III - Salamander Hermingus-Reffel
III - Salamander Hermingus-Reffel
Agitée de soubresauts et couverte d’une sueur aigre, elle avait attendu sur les marches du perron la venue des agents. Les sirènes trouèrent le silence macabre, annonçant leur approche et bientôt, trois véhicules s’avancèrent dans l’allée. Chacune cracha ses hommes en bleu, tant et si bien que Théo s’interrogea sur la nécessité d’une telle armada pour s’occuper d’un unique macchabée. A plus forte raison, celui d’un vieil homme maigrelet.
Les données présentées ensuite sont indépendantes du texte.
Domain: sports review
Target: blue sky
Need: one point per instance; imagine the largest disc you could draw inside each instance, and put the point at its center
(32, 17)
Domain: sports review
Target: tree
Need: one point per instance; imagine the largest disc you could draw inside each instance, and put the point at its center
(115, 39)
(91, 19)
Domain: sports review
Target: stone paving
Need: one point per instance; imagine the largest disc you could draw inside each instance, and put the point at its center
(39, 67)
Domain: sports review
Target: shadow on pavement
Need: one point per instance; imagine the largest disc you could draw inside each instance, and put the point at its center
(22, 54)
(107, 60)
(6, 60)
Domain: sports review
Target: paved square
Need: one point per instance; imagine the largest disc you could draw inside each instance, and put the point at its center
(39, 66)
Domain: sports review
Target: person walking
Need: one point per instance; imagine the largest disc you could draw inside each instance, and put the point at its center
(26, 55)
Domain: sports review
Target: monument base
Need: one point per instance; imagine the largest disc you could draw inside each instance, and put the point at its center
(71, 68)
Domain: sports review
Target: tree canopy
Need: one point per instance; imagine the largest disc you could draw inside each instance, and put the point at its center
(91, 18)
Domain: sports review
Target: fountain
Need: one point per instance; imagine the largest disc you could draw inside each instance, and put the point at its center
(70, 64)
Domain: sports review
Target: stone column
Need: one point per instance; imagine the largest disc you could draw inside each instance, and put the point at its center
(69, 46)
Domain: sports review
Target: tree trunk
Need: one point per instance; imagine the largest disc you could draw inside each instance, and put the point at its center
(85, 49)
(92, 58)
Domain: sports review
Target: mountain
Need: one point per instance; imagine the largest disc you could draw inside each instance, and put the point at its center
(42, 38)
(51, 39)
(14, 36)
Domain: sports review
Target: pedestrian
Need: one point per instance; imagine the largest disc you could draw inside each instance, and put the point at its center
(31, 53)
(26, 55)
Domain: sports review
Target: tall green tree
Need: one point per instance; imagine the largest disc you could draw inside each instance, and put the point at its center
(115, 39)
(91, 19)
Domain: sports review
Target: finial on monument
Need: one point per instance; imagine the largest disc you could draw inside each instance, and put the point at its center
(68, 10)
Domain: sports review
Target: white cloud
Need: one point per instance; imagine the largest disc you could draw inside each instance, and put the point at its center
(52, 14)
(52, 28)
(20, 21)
Elle serra ses mains moites l’une contre l’autre, tentant d’endiguer leurs tremblements. Lorsque les premiers policiers s’enquirent de son état, ils durent se contenter de borborygmes insensés. Autour d’elle, il fut question d’état de choc. Ils l’entourèrent d’une couverture de survie et Théo se contenta de fixer son entière attention sur la pierre froide sous ses fesses. Après plusieurs heures d’immobilité, la sensation était désagréable à souhait. Suffisamment pour lui redonner contenance. Un morceau de sucre et un coup de Calvados plus tard, elle rassurait les deux inspecteurs sur sa capacité à répondre à leurs interrogations. S’en était suivi une ribambelle de questions sur sa vie, son travail et les habitants du domaine. Soit le Marquis – qui était vraisemblablement mort, le garde-chasse – qui avait vraisemblablement disparu et elle-même. L’interrogatoire s’était ponctué de « Monsieur » polis qu’elle avait machinalement commué pour elle-même en « Madame ». Et puis, il y avait eu la question.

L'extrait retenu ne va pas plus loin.